Of course we have to find doctors we trust and be guided by their expert advice. We need our medical professionals to support us through life. But our body is the marker of truth and always speaks loud and clear. Listen to what your body is telling you, honour it, and if you think you are reacting to a medication, you probably are. Talk to your doctor, and if they don’t listen to you and take you seriously, find one who does.
Trust Your Questions
I love that phrase, “Our body is the marker of truth.”
Yes, fibromyalgia is a complex disease. Yes, the mysteries run deep. Yes, doctors have been trained to think The Pill will not cause disease.
However, our bodies are the markers of truth, and the truth cannot always be easily measured by any metric. A patient can feel when things have changed in their body. They can sense when things aren’t right, even when the numbers say otherwise.
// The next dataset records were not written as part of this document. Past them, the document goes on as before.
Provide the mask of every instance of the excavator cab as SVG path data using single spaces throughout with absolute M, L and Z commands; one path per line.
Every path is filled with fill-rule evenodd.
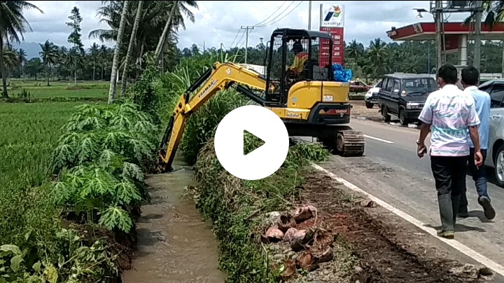
M 303 81 L 332 81 L 332 39 L 325 32 L 277 29 L 267 53 L 266 101 L 286 106 L 290 88 Z

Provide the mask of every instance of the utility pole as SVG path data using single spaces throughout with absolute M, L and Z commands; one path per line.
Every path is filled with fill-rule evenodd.
M 248 31 L 253 29 L 254 27 L 253 26 L 252 26 L 252 27 L 246 26 L 246 27 L 244 27 L 243 26 L 241 26 L 241 27 L 240 27 L 240 29 L 245 29 L 246 30 L 245 32 L 246 32 L 246 34 L 245 35 L 245 64 L 246 64 L 246 56 L 247 56 L 247 53 L 248 51 Z
M 474 57 L 472 59 L 472 66 L 475 68 L 479 70 L 479 65 L 481 61 L 481 18 L 482 18 L 482 10 L 483 1 L 476 1 L 476 13 L 475 16 L 476 17 L 476 23 L 475 26 L 475 50 L 474 50 Z
M 308 1 L 308 30 L 312 30 L 312 1 Z
M 436 26 L 436 38 L 435 38 L 435 44 L 436 44 L 436 79 L 438 78 L 438 71 L 439 68 L 441 67 L 441 65 L 442 65 L 442 45 L 443 42 L 441 39 L 441 30 L 442 29 L 442 1 L 435 1 L 435 26 Z

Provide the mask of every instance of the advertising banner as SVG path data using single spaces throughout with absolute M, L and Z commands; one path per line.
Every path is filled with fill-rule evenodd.
M 339 4 L 321 4 L 320 7 L 320 31 L 330 34 L 332 37 L 332 50 L 329 50 L 328 41 L 321 41 L 319 64 L 326 66 L 329 63 L 327 58 L 330 53 L 333 64 L 342 65 L 344 56 L 344 6 Z

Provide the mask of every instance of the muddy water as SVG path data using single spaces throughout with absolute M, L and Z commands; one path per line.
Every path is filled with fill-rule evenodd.
M 133 269 L 122 275 L 125 283 L 223 282 L 217 268 L 218 251 L 210 225 L 202 221 L 194 202 L 183 198 L 184 188 L 194 185 L 192 172 L 180 167 L 168 174 L 149 176 L 152 200 L 142 207 L 137 224 L 138 250 Z

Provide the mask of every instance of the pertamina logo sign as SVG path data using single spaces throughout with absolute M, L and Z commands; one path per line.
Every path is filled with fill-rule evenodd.
M 344 27 L 344 8 L 343 5 L 321 4 L 321 27 Z

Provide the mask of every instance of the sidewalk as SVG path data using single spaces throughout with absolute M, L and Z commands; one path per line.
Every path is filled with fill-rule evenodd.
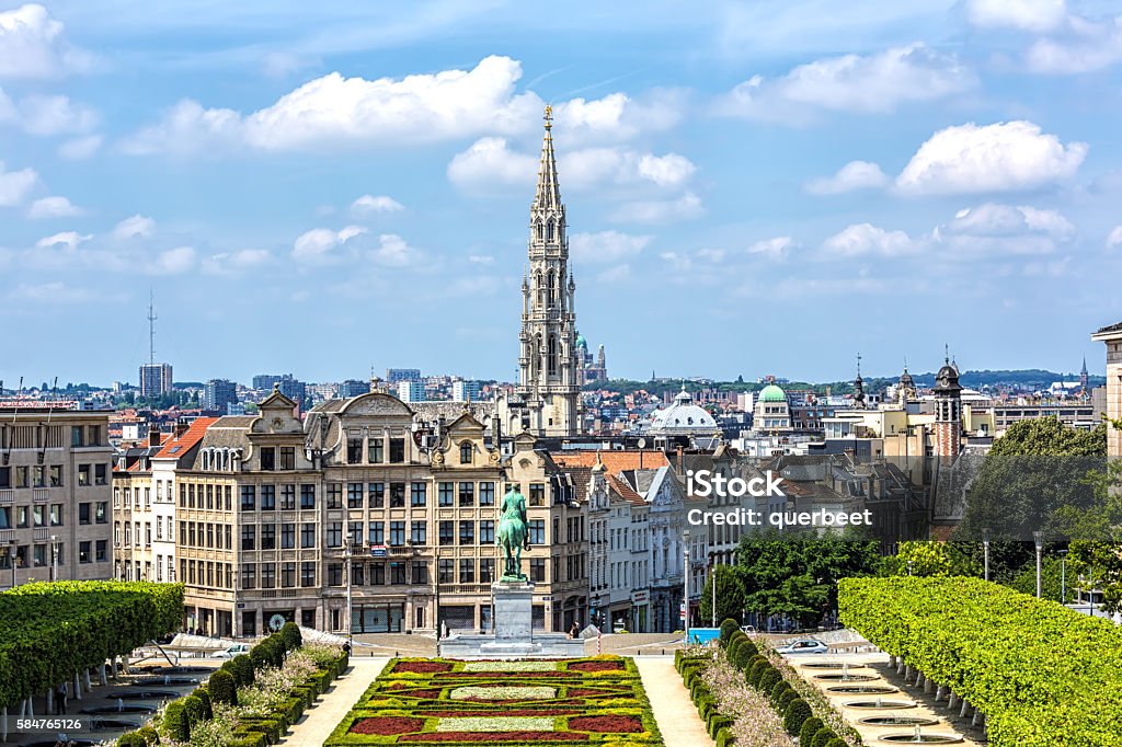
M 651 699 L 651 709 L 659 731 L 662 732 L 663 744 L 666 747 L 712 747 L 714 741 L 690 701 L 690 693 L 674 670 L 673 657 L 636 656 L 635 666 L 643 680 L 646 697 Z
M 350 668 L 320 695 L 315 706 L 304 712 L 279 744 L 286 747 L 320 747 L 388 661 L 387 657 L 352 657 Z

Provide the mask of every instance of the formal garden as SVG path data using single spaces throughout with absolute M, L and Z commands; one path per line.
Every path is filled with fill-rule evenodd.
M 325 745 L 662 745 L 635 663 L 395 658 Z

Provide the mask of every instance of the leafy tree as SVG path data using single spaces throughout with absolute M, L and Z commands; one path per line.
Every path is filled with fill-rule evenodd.
M 739 620 L 744 611 L 744 584 L 736 569 L 729 565 L 717 565 L 712 569 L 714 578 L 707 579 L 701 589 L 701 619 L 712 618 L 712 587 L 717 583 L 717 619 Z M 721 624 L 724 627 L 724 624 Z

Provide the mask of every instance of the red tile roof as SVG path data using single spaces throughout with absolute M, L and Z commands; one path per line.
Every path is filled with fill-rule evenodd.
M 159 453 L 154 457 L 154 459 L 173 459 L 176 457 L 182 457 L 184 452 L 192 449 L 200 441 L 203 440 L 203 435 L 215 421 L 217 417 L 196 417 L 191 421 L 191 425 L 184 431 L 180 437 L 168 439 L 164 443 L 164 448 L 159 450 Z M 176 446 L 178 446 L 176 449 Z M 174 450 L 174 451 L 173 451 Z

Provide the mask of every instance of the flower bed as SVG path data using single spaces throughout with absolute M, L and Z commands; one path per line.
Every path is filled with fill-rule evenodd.
M 324 745 L 662 745 L 634 662 L 393 660 Z

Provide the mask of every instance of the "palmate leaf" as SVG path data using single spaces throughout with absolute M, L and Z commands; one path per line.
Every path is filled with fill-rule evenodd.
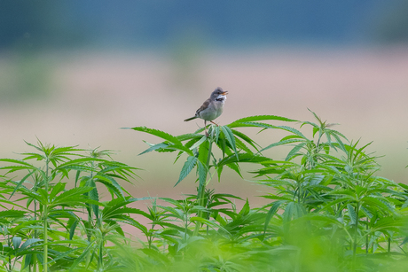
M 159 129 L 154 129 L 154 128 L 148 128 L 146 127 L 135 127 L 135 128 L 127 128 L 127 129 L 133 129 L 133 130 L 137 130 L 137 131 L 141 131 L 141 132 L 145 132 L 145 133 L 148 133 L 148 134 L 151 134 L 151 135 L 153 135 L 155 136 L 158 136 L 158 137 L 161 137 L 166 141 L 169 141 L 174 144 L 180 144 L 180 145 L 183 145 L 181 144 L 181 141 L 167 133 L 167 132 L 164 132 L 164 131 L 161 131 L 161 130 L 159 130 Z
M 181 169 L 180 176 L 178 177 L 177 183 L 174 185 L 175 187 L 182 181 L 184 180 L 187 175 L 192 172 L 192 168 L 195 167 L 197 164 L 197 157 L 194 156 L 190 156 L 187 158 L 187 160 L 184 162 L 184 165 L 183 166 L 183 168 Z
M 278 212 L 279 206 L 284 203 L 286 203 L 285 200 L 275 201 L 273 203 L 272 206 L 271 207 L 271 209 L 268 211 L 268 214 L 266 214 L 265 224 L 264 224 L 264 227 L 263 227 L 263 234 L 266 233 L 266 229 L 268 229 L 268 225 L 269 225 L 269 222 L 271 221 L 271 219 L 273 217 L 273 215 L 276 214 L 276 213 Z
M 271 162 L 271 164 L 273 164 L 273 161 L 267 157 L 257 156 L 254 155 L 253 153 L 239 153 L 225 157 L 224 159 L 221 159 L 218 162 L 217 167 L 224 167 L 225 165 L 236 162 L 248 162 L 259 164 Z
M 255 144 L 257 144 L 255 142 L 254 142 L 250 137 L 248 137 L 247 135 L 243 134 L 242 132 L 240 131 L 238 131 L 238 130 L 235 130 L 235 129 L 231 129 L 231 131 L 232 131 L 232 133 L 237 136 L 237 137 L 239 137 L 241 138 L 242 140 L 244 140 L 245 142 L 247 142 L 247 144 L 249 144 L 252 147 L 254 147 L 256 151 L 258 151 L 258 148 L 256 147 Z M 235 138 L 235 139 L 238 139 L 238 138 Z M 216 139 L 218 140 L 218 138 Z M 258 144 L 257 144 L 258 145 Z
M 294 138 L 294 139 L 286 139 L 286 140 L 281 140 L 279 142 L 277 142 L 277 143 L 274 143 L 274 144 L 271 144 L 270 145 L 268 145 L 267 147 L 265 148 L 263 148 L 260 152 L 264 152 L 265 150 L 268 150 L 270 148 L 272 148 L 272 147 L 275 147 L 275 146 L 279 146 L 279 145 L 283 145 L 283 144 L 292 144 L 292 143 L 298 143 L 298 142 L 305 142 L 304 139 L 300 139 L 300 138 Z
M 237 159 L 238 159 L 237 147 L 235 145 L 235 136 L 234 136 L 232 131 L 231 130 L 230 128 L 226 127 L 226 126 L 221 127 L 221 129 L 223 130 L 224 135 L 225 138 L 227 139 L 228 143 L 230 143 L 231 147 L 234 151 L 235 155 L 237 156 Z
M 289 118 L 286 118 L 282 116 L 277 116 L 277 115 L 255 115 L 255 116 L 240 118 L 239 120 L 234 120 L 232 123 L 242 123 L 242 122 L 265 120 L 283 120 L 283 121 L 289 121 L 289 122 L 299 121 L 297 120 L 293 120 L 293 119 L 289 119 Z
M 164 143 L 153 144 L 151 147 L 149 147 L 148 149 L 146 149 L 145 151 L 144 151 L 143 152 L 139 153 L 137 156 L 143 155 L 145 153 L 148 153 L 150 152 L 153 152 L 153 151 L 155 151 L 155 150 L 158 150 L 158 149 L 163 149 L 163 148 L 166 148 L 168 146 L 169 146 L 169 144 L 164 144 Z

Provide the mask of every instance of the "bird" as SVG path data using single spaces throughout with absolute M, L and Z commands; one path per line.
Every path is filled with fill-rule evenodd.
M 211 93 L 209 98 L 202 104 L 197 112 L 195 112 L 195 115 L 185 119 L 184 121 L 189 121 L 196 118 L 204 120 L 204 129 L 206 136 L 208 136 L 208 134 L 207 133 L 207 121 L 210 121 L 216 125 L 215 122 L 213 122 L 213 120 L 218 118 L 221 113 L 223 113 L 224 104 L 227 99 L 226 95 L 228 95 L 228 91 L 224 90 L 220 87 L 216 88 Z

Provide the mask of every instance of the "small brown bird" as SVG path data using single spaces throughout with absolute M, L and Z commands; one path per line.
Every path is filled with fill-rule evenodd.
M 207 133 L 207 121 L 209 120 L 213 124 L 213 120 L 216 119 L 223 113 L 224 104 L 227 99 L 226 95 L 228 95 L 228 91 L 224 90 L 222 88 L 216 88 L 211 94 L 208 99 L 207 99 L 200 109 L 195 112 L 195 116 L 187 118 L 184 121 L 192 120 L 196 118 L 200 118 L 204 120 L 204 129 L 206 131 L 206 136 L 208 136 L 208 134 Z

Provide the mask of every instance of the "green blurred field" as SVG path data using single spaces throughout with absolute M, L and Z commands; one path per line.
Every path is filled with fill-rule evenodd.
M 178 135 L 202 126 L 184 122 L 217 86 L 230 92 L 220 124 L 257 114 L 313 120 L 307 108 L 379 159 L 381 175 L 405 182 L 408 165 L 408 48 L 259 49 L 196 55 L 76 51 L 0 55 L 2 158 L 29 151 L 24 140 L 120 151 L 114 157 L 144 168 L 135 197 L 195 192 L 193 175 L 176 183 L 175 154 L 137 156 L 159 139 L 120 128 L 146 126 Z M 248 128 L 249 129 L 249 128 Z M 254 129 L 253 129 L 254 130 Z M 265 146 L 283 135 L 265 131 Z M 310 132 L 304 131 L 310 135 Z M 283 159 L 284 152 L 266 155 Z M 245 178 L 251 179 L 250 175 Z M 234 173 L 209 187 L 261 203 L 263 188 Z

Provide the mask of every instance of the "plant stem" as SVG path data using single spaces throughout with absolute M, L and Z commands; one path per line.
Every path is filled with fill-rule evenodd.
M 360 211 L 360 204 L 357 202 L 356 206 L 356 225 L 354 228 L 354 245 L 353 245 L 353 256 L 356 257 L 357 245 L 357 234 L 358 234 L 358 213 Z
M 206 163 L 206 175 L 205 175 L 205 177 L 206 177 L 205 181 L 206 182 L 207 182 L 207 174 L 209 171 L 209 162 L 211 160 L 211 149 L 212 149 L 212 146 L 213 146 L 213 140 L 209 139 L 209 138 L 208 138 L 208 153 L 207 155 L 207 163 Z M 198 192 L 197 192 L 197 199 L 199 201 L 199 205 L 201 206 L 204 206 L 204 205 L 205 205 L 205 203 L 204 203 L 205 192 L 206 192 L 206 183 L 200 183 L 199 190 L 198 190 Z M 202 217 L 202 210 L 200 210 L 198 212 L 197 216 L 198 217 Z M 194 229 L 194 236 L 199 234 L 200 227 L 200 223 L 197 222 L 196 225 L 195 225 L 195 229 Z
M 50 160 L 46 159 L 45 161 L 45 191 L 48 192 L 48 164 Z M 45 201 L 45 204 L 43 206 L 43 241 L 44 241 L 44 245 L 43 245 L 43 271 L 47 272 L 48 270 L 48 265 L 47 265 L 47 260 L 48 260 L 48 203 L 50 202 L 50 199 L 48 199 L 47 196 L 47 201 Z

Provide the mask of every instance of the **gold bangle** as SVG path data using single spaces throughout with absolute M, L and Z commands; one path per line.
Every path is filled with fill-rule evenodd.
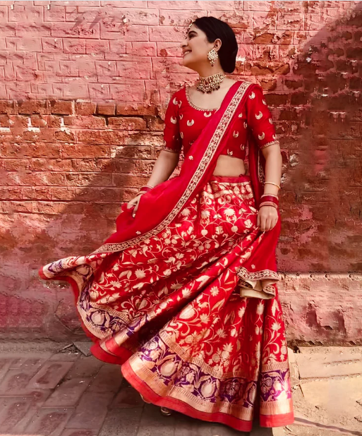
M 277 186 L 280 189 L 280 186 L 279 185 L 277 185 L 277 183 L 274 183 L 273 182 L 264 182 L 264 184 L 265 183 L 270 183 L 270 185 L 275 185 L 275 186 Z

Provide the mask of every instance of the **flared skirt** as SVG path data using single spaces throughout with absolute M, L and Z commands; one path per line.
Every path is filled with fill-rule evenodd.
M 72 284 L 92 353 L 120 365 L 146 400 L 242 431 L 258 418 L 286 425 L 294 411 L 277 284 L 280 220 L 263 232 L 257 216 L 248 176 L 212 176 L 148 239 L 40 273 Z

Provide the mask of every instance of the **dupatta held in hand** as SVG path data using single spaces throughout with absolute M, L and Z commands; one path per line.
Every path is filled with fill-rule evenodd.
M 179 176 L 142 195 L 135 218 L 132 217 L 133 209 L 127 209 L 127 204 L 123 204 L 116 220 L 116 231 L 92 254 L 124 250 L 157 234 L 172 222 L 212 174 L 217 158 L 232 131 L 233 123 L 244 107 L 248 92 L 255 86 L 244 81 L 232 85 L 207 128 L 203 129 L 185 156 Z M 258 147 L 253 141 L 251 144 L 253 157 L 257 156 Z M 262 186 L 255 174 L 255 171 L 251 171 L 258 202 Z

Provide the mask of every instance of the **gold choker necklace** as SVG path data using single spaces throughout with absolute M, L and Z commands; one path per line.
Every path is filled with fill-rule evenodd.
M 203 94 L 207 92 L 210 94 L 212 91 L 219 89 L 220 83 L 224 80 L 225 75 L 222 73 L 217 73 L 207 77 L 200 76 L 198 83 L 198 91 L 200 91 Z

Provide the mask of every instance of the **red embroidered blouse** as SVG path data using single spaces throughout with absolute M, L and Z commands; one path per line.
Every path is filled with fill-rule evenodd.
M 244 159 L 248 128 L 251 128 L 260 149 L 279 143 L 261 86 L 254 92 L 249 91 L 246 109 L 245 113 L 239 114 L 232 138 L 222 155 Z M 174 92 L 166 111 L 162 150 L 179 153 L 183 147 L 183 153 L 186 155 L 216 110 L 217 108 L 209 110 L 195 106 L 186 85 Z

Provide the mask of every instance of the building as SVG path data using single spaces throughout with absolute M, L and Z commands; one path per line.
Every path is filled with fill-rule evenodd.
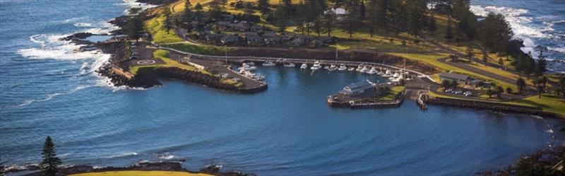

That is why I wrote in my book, “Trust your questions more than the answers.”
If you encounter a doctor who doesn’t believe you or dismisses your concerns, don’t let it stop you from getting the treatment you need. That’s simply a doctor who isn’t ready for the challenge of a mystery. This translates to another basic truth – the complexity and mystery surrounding fibromyalgia may require you to be a stronger advocate for your own health. Don’t shy away from support groups or similar groups on Facebook. Get as many “detectives” as possible thinking about your case.
Keep going. Keep digging. Don’t give up, because being better informed is the best way to make even the deepest mystery less mysterious.